That gets us, more or less, to the past six weeks, when after months of relative torpor, the city council took up more than 100 amendments to the two pieces of legislation that make up this part of the comprehensive plan update, passing dozens of changes over the course of several days. (The council will take up other aspects of the plan, including changes to parts of the city that are already dense, next year.)
Some of the amendments, like Dan Strauss’ proposal to strip out a planned neighborhood center around the existing Phinney Ridge commercial district and “replace” it by restoring a neighborhood center near the Goodwill store in Ballard, came so late in the process that advocates were scrambling to understand the impact even as the council was voting to approve them.
Others, like Maritza Rivera’s “compromise” amendment giving the director of the city’s planning department new authority to force developers to change their site plans to preserve existing trees and enlarging mandatory “tree protection areas,” were so late-breaking they were only available on paper, hot off the printer, to people present in council chambers. One of the explicit purposes of that amendment, which passed, is to “preserve and enhance the city’s physical and aesthetic character.”
A page from Maritza Rivera’s “compromise” amendment 102, handed out in the room at city hall and not available online when the council approved it.
The council’s changes will, generally speaking, decrease the overall size of the city’s neighborhood centers, with the greatest reductions in council districts whose representatives are wary of (or outright oppose) dense housing in areas dominated by single-family houses. Rob Saka (West Seattle), Joy Hollingsworth (Capitol Hill and the Central District) and Maritza Rivera (Northeast Seattle) successfully excised large swaths of their districts from planned neighborhood centers, arguing in each case that “community” in the area opposed new housing and that Harrell’s plan had failed to take into account the unique features that made these areas inappropriate for apartments.
Joy Hollingsworth proposed her own last-minute amendment to preserve the “donut hole” of low density between Capitol Hill, First Hill, and the Central District, but pulled it last week, saying she would reintroduce the exemption as separate legislation in the future.
The council rejected efforts by Alexis Mercedes Rinck to restore some of the neighborhood centers Harrell’s office eliminated in their draft plan, arguing that including any new density would require a lengthy environmental review, making the final comp plan update even later than it already is. Allowing more density, council members like Strauss noted, will likely trigger a review under the State Environmental Policy Act, while preserving existing apartment bans does not. Allowing apartments in these areas also opens the city up to citizen appeals, which tend to happen whenever the city proposes allowing more, or any, apartments in single-family areas.
Citing advice from the city attorney’s office, the council put all of the proposals to increase density or substantially change the, including the last-minute changes Strauss proposed for his district, in a “docketing” resolution for future council consideration.
The council also rejected Rinck’s proposal to eliminate local mandates that require developers to build parking for new apartments across the city, making the familiar argument that allowing apartments without parking would clog streets and make it impossible for existing residents and people patronizing local businesses to park conveniently.

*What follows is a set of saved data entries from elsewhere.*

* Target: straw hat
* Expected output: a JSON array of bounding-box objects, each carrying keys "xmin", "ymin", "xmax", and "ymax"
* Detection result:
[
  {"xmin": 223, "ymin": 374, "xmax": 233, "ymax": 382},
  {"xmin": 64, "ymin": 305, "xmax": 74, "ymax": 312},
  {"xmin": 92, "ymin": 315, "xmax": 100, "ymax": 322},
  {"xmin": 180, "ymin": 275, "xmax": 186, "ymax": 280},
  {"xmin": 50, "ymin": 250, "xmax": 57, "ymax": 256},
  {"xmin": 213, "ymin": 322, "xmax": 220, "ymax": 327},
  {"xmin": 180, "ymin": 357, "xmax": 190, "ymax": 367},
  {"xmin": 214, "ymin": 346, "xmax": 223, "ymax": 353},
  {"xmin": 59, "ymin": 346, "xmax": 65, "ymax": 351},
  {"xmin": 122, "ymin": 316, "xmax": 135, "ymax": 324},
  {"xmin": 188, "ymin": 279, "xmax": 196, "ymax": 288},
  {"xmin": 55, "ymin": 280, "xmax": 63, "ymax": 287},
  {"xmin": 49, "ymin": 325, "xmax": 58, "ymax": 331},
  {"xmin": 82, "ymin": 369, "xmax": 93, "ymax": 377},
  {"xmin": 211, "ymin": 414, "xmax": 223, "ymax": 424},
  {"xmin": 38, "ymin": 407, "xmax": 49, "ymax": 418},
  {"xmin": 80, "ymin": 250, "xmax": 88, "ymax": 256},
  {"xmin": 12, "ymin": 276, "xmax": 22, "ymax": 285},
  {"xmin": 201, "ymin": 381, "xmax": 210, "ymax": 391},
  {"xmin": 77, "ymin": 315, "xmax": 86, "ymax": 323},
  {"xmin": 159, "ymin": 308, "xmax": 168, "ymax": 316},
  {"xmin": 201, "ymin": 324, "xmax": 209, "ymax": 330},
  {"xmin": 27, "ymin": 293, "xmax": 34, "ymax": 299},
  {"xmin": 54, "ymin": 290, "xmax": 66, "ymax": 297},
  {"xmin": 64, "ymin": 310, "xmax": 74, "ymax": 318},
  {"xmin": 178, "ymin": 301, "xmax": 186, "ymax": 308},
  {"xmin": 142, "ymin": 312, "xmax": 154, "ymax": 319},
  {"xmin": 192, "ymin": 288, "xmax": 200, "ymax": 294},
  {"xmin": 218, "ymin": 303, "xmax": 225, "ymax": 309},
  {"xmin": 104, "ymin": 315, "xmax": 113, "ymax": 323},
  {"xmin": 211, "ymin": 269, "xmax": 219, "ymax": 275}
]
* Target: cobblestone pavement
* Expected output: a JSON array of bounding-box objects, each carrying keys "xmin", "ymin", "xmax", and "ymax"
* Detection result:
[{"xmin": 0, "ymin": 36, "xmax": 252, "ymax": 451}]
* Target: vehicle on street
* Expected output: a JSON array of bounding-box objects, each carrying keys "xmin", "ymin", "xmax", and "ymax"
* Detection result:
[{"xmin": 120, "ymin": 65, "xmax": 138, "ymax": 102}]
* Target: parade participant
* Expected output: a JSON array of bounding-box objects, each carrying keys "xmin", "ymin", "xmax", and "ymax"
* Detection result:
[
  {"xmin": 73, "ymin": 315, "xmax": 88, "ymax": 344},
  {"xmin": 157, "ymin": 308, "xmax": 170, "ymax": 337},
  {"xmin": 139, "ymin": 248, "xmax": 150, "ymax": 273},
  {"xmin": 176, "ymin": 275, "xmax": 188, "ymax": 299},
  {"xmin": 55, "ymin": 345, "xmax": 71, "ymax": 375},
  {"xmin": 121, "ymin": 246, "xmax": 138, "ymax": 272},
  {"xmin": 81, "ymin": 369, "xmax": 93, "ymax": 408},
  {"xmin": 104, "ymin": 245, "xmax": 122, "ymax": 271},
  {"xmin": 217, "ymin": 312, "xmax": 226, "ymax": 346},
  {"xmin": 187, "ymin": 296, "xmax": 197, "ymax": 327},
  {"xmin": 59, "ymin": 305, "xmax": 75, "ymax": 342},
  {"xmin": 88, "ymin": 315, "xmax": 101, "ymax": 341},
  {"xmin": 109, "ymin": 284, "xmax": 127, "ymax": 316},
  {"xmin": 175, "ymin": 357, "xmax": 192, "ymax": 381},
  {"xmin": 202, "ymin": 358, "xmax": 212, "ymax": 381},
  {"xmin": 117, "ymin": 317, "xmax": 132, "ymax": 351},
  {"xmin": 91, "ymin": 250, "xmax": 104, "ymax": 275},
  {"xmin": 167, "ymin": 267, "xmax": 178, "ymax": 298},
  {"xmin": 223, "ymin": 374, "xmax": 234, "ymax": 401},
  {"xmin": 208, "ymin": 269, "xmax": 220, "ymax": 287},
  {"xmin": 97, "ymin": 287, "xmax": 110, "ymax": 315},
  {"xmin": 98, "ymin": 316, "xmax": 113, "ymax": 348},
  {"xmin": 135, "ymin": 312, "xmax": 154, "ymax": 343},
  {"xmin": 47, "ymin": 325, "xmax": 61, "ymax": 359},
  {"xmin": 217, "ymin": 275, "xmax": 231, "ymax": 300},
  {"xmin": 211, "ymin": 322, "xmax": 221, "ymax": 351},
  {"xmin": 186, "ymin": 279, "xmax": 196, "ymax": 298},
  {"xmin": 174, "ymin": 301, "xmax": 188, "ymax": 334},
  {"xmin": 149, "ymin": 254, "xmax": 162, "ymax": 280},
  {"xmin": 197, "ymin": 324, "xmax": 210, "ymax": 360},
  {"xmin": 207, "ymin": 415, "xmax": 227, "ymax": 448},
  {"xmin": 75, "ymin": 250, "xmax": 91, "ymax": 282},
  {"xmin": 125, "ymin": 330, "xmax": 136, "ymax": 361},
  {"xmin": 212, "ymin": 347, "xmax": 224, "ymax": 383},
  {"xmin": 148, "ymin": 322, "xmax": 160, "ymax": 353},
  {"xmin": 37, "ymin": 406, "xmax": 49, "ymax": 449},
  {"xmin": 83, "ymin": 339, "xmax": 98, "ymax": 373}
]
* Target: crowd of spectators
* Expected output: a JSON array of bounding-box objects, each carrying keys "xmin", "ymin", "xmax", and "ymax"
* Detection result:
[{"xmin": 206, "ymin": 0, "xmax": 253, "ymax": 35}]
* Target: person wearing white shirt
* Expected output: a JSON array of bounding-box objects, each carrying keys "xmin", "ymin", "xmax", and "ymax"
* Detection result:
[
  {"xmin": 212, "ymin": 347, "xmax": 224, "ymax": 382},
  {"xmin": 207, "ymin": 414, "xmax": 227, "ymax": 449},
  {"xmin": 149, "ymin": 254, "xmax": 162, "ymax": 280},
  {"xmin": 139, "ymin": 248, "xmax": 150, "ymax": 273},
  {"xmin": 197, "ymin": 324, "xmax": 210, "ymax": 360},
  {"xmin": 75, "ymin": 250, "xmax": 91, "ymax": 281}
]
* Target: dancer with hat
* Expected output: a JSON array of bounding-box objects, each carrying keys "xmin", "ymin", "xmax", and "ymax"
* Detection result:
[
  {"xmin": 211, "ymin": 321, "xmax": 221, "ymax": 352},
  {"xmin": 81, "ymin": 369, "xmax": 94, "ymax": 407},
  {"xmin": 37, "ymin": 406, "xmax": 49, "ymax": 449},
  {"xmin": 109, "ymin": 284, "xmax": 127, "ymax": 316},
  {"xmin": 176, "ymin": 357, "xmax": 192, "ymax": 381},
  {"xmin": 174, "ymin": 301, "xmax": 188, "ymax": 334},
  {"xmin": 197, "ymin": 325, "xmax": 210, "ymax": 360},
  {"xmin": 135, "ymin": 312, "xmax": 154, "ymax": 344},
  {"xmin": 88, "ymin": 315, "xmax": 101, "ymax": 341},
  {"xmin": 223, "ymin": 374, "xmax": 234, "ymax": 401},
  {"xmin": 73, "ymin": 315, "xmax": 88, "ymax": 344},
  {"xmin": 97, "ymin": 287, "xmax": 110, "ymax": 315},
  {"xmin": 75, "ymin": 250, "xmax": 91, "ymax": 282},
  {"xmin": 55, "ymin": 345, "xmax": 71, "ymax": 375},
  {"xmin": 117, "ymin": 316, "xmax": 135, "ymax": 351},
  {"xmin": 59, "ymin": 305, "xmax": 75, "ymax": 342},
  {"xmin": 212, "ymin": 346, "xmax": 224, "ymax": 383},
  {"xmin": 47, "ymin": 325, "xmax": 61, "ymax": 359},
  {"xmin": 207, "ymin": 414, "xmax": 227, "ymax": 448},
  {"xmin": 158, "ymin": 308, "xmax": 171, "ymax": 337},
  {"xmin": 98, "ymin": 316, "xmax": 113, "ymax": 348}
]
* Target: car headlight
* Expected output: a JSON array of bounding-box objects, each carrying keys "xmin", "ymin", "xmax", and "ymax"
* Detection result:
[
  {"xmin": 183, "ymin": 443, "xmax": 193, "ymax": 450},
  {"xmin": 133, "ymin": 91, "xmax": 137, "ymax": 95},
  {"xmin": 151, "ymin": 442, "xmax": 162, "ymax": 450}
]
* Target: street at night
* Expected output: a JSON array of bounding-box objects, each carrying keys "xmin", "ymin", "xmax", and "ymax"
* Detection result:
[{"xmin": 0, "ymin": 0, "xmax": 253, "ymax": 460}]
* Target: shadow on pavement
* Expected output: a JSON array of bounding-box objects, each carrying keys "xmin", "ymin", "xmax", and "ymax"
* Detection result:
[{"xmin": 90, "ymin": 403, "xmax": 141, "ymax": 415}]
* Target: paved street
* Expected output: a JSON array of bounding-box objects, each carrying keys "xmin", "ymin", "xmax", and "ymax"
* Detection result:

And although they approved an amendment allowing corner stores throughout residential areas (rather than just on literal corners, as Harrell proposed), they rejected a Rinck amendment that would have allowed stores and restaurants to stay open past 10pm, and allowed other types of businesses, such as bars, in neighborhoods. Bob Kettle, in particular, blanched at the idea of bars and late-night bodegas, arguing that they were “a recipe for disaster on the public-safety front.” [Notice of correction: This paragraph originally said the legislation also prohibits restaurants; it allows restaurants as long as they close by 10pm.]
The council did add some modest height and density bonuses for specific types of housing the city wants to encourage, including privately developed stacked flats (small apartment buildings with each unit on a single floor, distinguished from multi-story townhouses and larger apartment buildings) and social housing. But they rejected Rinck’s proposals to make it easier to build accessory dwelling units on existing lots, yanking several amendments that would have provided density bonuses for ADUs after a lengthy executive session on Friday. Those amendments, too, are now part of the docketing resolution for future consideration.
Overall, the new plan continues to embrace the city’s longstanding strategy—going back to the 1990s—of concentrating new apartments in a few already dense areas while minimizing density in traditional single-family neighborhoods and keeping it relatively low in “urban villages” (now rechristened “urban centers”).
The amendments that occupied so much of the council’s time over the past several weeks will serve, on balance, to reduce the amount of new housing allowed in Harrell’s already scaled-back plan, keeping Seattle’s existing zoning patterns firmly in place except in a few, sharply proscribed areas that could see the reintroduction of the kind of small apartment buildings that were once allowed in residential areas across the city.
But urbanists shouldn’t totally despair. The next council will likely include at least two new pro-housing members (Dionne Foster, running against Sara Nelson, has a commanding lead, while both Eddie Lin and Adonis Ducksworth, running to replace appointee Mark Solomon in District 2, have expressed support for density). That could improve the short-term prospects for amendments like Rinck’s, and make future changes to the comp plan (which can be amended every year) more politically palatable.
The full council won’t vote on the final “Phase 1” legislation until October or November, after additional environmental review of the amendments they just approved. They’re supposed to take up “Phase 2,” which includes zoning changes in the new neighborhood centers as well as the denser urban centers and regional centers, is supposed to start in December.